Now you have the lists x and x_with_nan. They’re almost the same, with the difference that x_with_nan contains a nan value. It’s important to understand the behavior of the Python statistics routines when they come across a not-a-number value (nan).

In [3]:
x

[8.0, 1, 2.5, 4, 28.0]

In [4]:
x_with_nan

[8.0, 1, 2.5, nan, 4, 28.0]

In [5]:
math.isnan(np.nan), np.isnan(math.nan)

(True, True)

# Central Tendency 

The sample mean, also called the sample arithmetic mean or simply the average, is the arithmetic average of all the items in a dataset. The mean of a dataset 𝑥 is mathematically expressed as Σᵢ𝑥ᵢ/𝑛, where 𝑖 = 1, 2, …, 𝑛. In other words, it’s the sum of all the elements 𝑥ᵢ divided by the number of items in the dataset 𝑥.

In [6]:
mean = sum(x) / len(x)
mean

8.7

In [7]:
mean = statistics.mean(x)
mean

8.7

fmean() is introduced in Python 3.8 as a faster alternative to mean(). It always returns a floating-point number.

In [8]:
mean = statistics.fmean(x)
mean

8.7

In [9]:
mean = statistics.mean(x_with_nan)
mean



nan

In [10]:
mean = statistics.fmean(x_with_nan)
mean

nan

# Use Numpy

The function mean() and method .mean() from NumPy return the same result as statistics.mean().

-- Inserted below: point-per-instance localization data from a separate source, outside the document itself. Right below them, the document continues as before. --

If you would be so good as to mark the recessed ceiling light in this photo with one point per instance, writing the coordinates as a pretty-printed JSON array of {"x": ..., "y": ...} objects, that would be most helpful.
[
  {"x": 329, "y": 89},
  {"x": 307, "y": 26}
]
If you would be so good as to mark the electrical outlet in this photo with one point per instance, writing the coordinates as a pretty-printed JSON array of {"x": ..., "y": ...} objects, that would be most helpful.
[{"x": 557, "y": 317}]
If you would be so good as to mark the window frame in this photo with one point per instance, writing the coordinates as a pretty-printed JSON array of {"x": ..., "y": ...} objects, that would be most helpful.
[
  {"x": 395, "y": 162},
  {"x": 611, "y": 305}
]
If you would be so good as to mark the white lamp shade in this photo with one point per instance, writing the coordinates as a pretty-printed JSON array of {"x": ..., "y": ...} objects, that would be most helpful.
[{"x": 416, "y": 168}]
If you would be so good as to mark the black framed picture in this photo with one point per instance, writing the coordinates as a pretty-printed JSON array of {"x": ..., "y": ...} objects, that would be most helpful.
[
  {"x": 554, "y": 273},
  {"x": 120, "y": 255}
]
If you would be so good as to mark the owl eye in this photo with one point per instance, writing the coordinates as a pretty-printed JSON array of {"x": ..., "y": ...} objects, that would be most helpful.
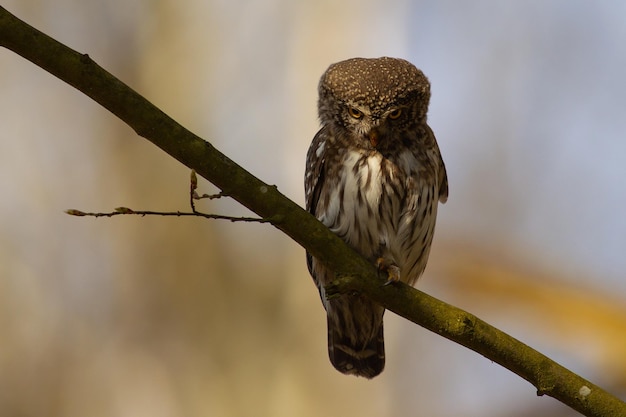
[
  {"x": 394, "y": 114},
  {"x": 357, "y": 114}
]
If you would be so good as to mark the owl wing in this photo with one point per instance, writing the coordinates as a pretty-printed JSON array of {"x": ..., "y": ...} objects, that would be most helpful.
[{"x": 314, "y": 177}]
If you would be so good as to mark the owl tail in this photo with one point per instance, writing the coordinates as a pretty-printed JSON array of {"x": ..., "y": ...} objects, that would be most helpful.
[{"x": 355, "y": 337}]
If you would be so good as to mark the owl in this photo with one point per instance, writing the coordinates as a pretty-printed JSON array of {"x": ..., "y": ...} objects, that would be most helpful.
[{"x": 374, "y": 176}]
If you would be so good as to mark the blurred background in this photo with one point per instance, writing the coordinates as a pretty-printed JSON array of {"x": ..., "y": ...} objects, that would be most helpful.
[{"x": 164, "y": 317}]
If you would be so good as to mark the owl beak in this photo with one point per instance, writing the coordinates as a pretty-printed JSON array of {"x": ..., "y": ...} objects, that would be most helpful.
[{"x": 374, "y": 137}]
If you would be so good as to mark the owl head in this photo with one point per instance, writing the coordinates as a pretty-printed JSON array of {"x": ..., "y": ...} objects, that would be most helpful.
[{"x": 373, "y": 101}]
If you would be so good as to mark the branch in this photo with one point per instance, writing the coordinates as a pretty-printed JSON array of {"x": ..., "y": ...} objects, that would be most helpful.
[{"x": 354, "y": 273}]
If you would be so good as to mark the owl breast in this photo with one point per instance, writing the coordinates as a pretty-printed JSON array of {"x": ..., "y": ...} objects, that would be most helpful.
[{"x": 383, "y": 210}]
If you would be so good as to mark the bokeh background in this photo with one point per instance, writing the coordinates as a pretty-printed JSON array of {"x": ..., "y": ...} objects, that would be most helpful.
[{"x": 186, "y": 317}]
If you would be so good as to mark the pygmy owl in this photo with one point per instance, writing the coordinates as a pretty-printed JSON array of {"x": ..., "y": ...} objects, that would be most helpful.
[{"x": 374, "y": 176}]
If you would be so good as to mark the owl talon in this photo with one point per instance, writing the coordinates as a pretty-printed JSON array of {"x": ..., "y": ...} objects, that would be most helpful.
[{"x": 393, "y": 271}]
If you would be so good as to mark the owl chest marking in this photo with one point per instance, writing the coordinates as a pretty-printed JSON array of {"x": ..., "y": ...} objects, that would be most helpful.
[{"x": 366, "y": 207}]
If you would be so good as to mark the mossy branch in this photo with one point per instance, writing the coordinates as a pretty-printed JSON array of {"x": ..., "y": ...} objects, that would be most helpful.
[{"x": 265, "y": 200}]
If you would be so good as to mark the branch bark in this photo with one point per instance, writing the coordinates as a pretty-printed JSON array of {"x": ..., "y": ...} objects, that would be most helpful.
[{"x": 354, "y": 273}]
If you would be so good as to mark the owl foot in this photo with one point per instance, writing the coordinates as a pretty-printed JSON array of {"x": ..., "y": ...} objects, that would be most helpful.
[{"x": 393, "y": 271}]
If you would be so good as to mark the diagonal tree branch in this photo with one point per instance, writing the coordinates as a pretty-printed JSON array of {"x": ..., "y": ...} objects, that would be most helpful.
[{"x": 354, "y": 272}]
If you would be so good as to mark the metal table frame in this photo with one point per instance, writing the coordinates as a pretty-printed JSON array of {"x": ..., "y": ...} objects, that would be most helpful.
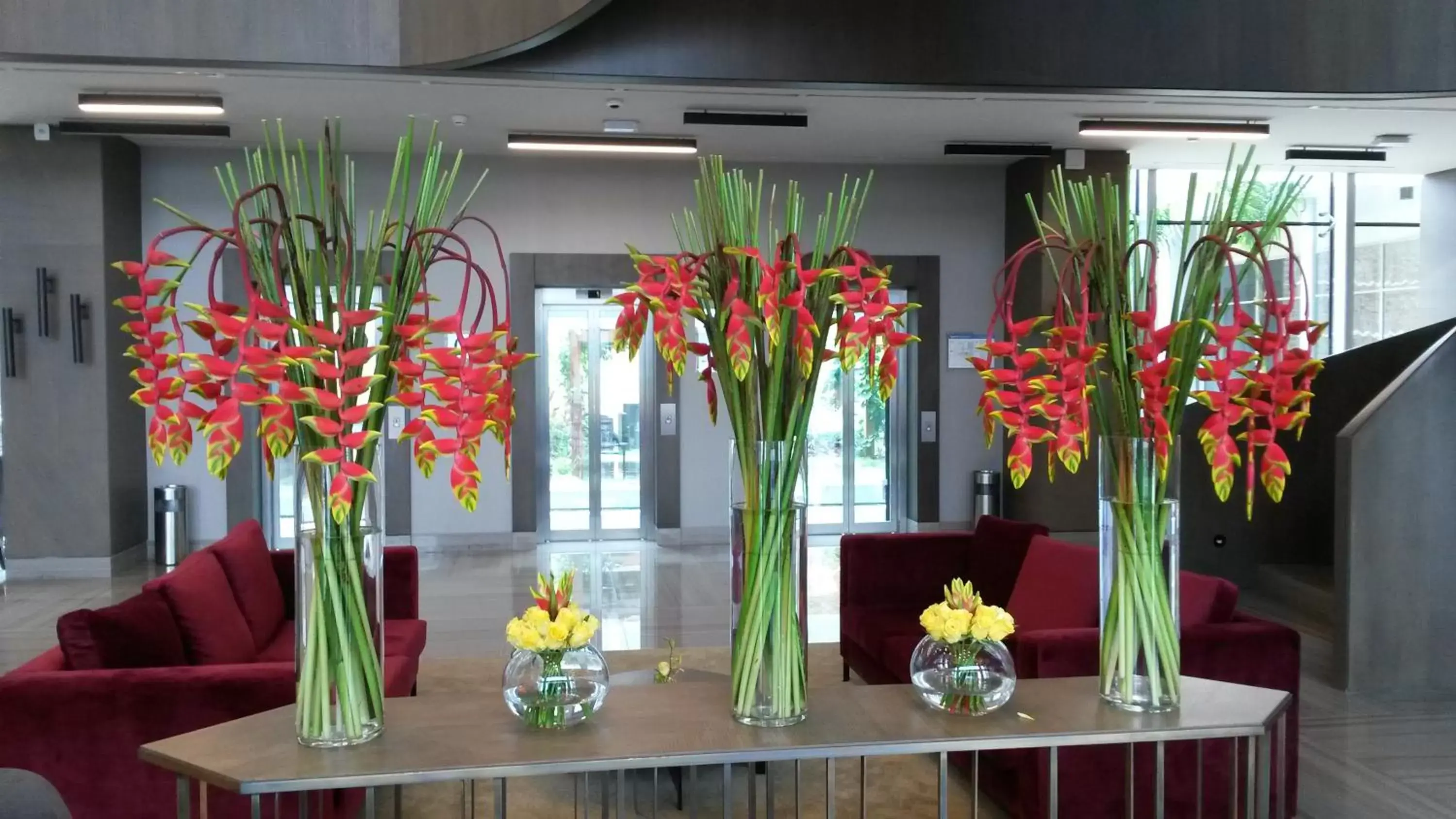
[{"x": 1264, "y": 774}]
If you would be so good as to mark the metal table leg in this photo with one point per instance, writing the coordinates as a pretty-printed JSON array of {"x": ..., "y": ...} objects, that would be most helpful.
[
  {"x": 1261, "y": 790},
  {"x": 768, "y": 792},
  {"x": 864, "y": 787},
  {"x": 727, "y": 792},
  {"x": 1052, "y": 783},
  {"x": 184, "y": 798},
  {"x": 468, "y": 799},
  {"x": 976, "y": 785},
  {"x": 1283, "y": 763},
  {"x": 1159, "y": 793},
  {"x": 1197, "y": 782},
  {"x": 1250, "y": 789},
  {"x": 829, "y": 789},
  {"x": 753, "y": 792},
  {"x": 798, "y": 789},
  {"x": 1234, "y": 779},
  {"x": 943, "y": 796},
  {"x": 1130, "y": 787}
]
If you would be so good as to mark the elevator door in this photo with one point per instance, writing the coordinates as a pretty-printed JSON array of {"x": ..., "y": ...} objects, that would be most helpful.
[{"x": 593, "y": 412}]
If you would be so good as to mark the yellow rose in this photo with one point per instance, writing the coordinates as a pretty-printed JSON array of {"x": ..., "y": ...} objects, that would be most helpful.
[
  {"x": 992, "y": 623},
  {"x": 557, "y": 635},
  {"x": 530, "y": 640},
  {"x": 956, "y": 624},
  {"x": 570, "y": 616},
  {"x": 932, "y": 617},
  {"x": 581, "y": 635}
]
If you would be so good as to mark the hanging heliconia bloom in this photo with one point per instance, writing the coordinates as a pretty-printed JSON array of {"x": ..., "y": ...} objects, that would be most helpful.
[
  {"x": 1104, "y": 356},
  {"x": 768, "y": 319},
  {"x": 334, "y": 327}
]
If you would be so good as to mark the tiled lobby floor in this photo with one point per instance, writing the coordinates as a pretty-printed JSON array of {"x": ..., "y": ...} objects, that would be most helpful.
[{"x": 1360, "y": 757}]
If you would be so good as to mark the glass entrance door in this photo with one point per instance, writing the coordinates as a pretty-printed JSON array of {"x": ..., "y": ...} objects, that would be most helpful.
[
  {"x": 592, "y": 485},
  {"x": 854, "y": 451}
]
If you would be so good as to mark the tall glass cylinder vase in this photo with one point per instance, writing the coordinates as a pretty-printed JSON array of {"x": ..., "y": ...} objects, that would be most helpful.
[
  {"x": 769, "y": 547},
  {"x": 1138, "y": 492},
  {"x": 338, "y": 651}
]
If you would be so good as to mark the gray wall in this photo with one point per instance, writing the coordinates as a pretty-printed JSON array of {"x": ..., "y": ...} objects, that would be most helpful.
[
  {"x": 579, "y": 206},
  {"x": 1394, "y": 560},
  {"x": 73, "y": 442}
]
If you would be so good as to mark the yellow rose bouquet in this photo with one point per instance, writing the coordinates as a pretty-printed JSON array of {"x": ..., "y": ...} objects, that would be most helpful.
[
  {"x": 961, "y": 667},
  {"x": 539, "y": 686}
]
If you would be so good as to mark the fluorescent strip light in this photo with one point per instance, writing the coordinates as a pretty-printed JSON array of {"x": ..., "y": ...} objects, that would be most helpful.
[
  {"x": 1334, "y": 155},
  {"x": 602, "y": 145},
  {"x": 996, "y": 150},
  {"x": 1174, "y": 130},
  {"x": 130, "y": 129},
  {"x": 152, "y": 105}
]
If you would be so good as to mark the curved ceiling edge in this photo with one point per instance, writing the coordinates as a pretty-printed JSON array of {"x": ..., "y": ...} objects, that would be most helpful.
[{"x": 459, "y": 34}]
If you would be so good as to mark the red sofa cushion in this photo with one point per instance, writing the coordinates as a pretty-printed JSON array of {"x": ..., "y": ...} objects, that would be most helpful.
[
  {"x": 1205, "y": 600},
  {"x": 213, "y": 627},
  {"x": 73, "y": 633},
  {"x": 870, "y": 626},
  {"x": 402, "y": 638},
  {"x": 244, "y": 556},
  {"x": 1058, "y": 587},
  {"x": 137, "y": 632}
]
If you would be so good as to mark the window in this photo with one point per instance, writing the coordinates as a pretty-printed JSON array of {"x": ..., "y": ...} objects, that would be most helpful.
[
  {"x": 1387, "y": 257},
  {"x": 1356, "y": 236}
]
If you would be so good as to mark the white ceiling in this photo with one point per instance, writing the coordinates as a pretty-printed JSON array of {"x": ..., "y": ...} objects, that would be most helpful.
[{"x": 845, "y": 126}]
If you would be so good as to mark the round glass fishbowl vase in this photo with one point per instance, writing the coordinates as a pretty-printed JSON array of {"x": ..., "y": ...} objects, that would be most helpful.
[
  {"x": 970, "y": 677},
  {"x": 555, "y": 688}
]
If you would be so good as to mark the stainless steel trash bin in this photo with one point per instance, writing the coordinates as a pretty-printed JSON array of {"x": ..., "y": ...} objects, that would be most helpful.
[
  {"x": 169, "y": 537},
  {"x": 986, "y": 493}
]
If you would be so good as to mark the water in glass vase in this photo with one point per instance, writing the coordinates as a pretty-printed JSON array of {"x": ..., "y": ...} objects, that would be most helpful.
[
  {"x": 555, "y": 688},
  {"x": 1141, "y": 654}
]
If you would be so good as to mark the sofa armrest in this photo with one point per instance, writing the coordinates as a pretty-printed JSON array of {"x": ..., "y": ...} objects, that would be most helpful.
[
  {"x": 81, "y": 729},
  {"x": 899, "y": 569},
  {"x": 401, "y": 581}
]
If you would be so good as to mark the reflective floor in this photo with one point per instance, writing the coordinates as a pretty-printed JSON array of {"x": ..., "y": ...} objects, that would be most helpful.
[{"x": 1360, "y": 757}]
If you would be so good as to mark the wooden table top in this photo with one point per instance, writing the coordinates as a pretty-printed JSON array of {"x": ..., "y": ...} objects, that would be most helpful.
[{"x": 686, "y": 723}]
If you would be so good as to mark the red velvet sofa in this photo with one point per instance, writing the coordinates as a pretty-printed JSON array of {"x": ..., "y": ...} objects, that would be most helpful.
[
  {"x": 1052, "y": 590},
  {"x": 207, "y": 643}
]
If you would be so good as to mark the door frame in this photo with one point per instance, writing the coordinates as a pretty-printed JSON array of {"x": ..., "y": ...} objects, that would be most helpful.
[{"x": 593, "y": 309}]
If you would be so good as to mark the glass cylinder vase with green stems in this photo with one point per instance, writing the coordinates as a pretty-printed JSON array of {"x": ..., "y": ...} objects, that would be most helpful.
[
  {"x": 769, "y": 543},
  {"x": 771, "y": 311},
  {"x": 1139, "y": 573},
  {"x": 338, "y": 623}
]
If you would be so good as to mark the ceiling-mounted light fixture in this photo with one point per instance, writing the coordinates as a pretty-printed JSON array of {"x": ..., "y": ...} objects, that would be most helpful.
[
  {"x": 996, "y": 150},
  {"x": 1334, "y": 155},
  {"x": 126, "y": 129},
  {"x": 164, "y": 105},
  {"x": 1174, "y": 129},
  {"x": 753, "y": 118},
  {"x": 586, "y": 143}
]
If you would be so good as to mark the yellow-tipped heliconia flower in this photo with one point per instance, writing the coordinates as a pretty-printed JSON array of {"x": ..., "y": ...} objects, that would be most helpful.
[{"x": 961, "y": 595}]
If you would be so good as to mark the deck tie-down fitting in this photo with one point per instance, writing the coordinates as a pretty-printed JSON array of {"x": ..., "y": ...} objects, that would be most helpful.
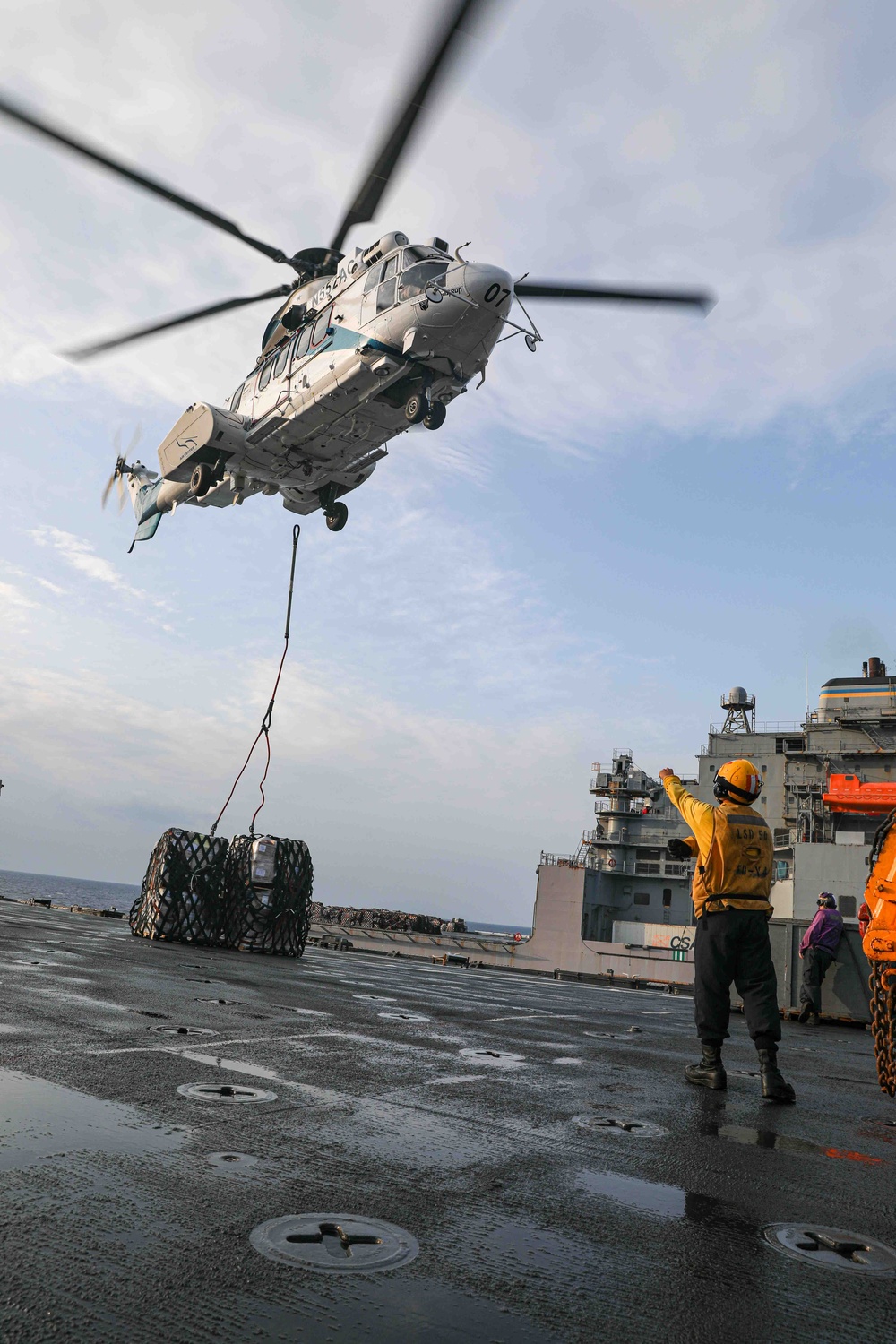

This is also the case when there are nan values among your data

In [11]:
mean = np.mean(x)
mean

8.7

You often don’t need to get a nan value as a result. If you prefer to ignore nan values, then you can use np.nanmean()

In [16]:
np.nanmean(x_with_nan)

8.7

# Weighted Mean


In [12]:
x = [8.0, 1, 2.5, 4, 28.0]
w = [0.1, 0.2, 0.3, 0.25, 0.15]
wmean = sum(w[i] * x[i] for i in range(len(x))) / sum(w)
wmean



6.95

In [13]:
wmean = sum(x_ * w_ for (x_, w_) in zip(x, w)) / sum(w)
wmean

6.95

# Harmonic Mean

The harmonic mean is the reciprocal of the mean of the reciprocals of all items in the dataset: 𝑛 / Σᵢ(1/𝑥ᵢ), where 𝑖 = 1, 2, …, 𝑛 and 𝑛 is the number of items in the dataset 𝑥. One variant of the pure Python implementation of the harmonic mean is this

In [14]:
hmean = len(x) / sum(1 / item for item in x)
hmean

2.7613412228796843

In [15]:
hmean = statistics.harmonic_mean(x)
hmean

2.7613412228796843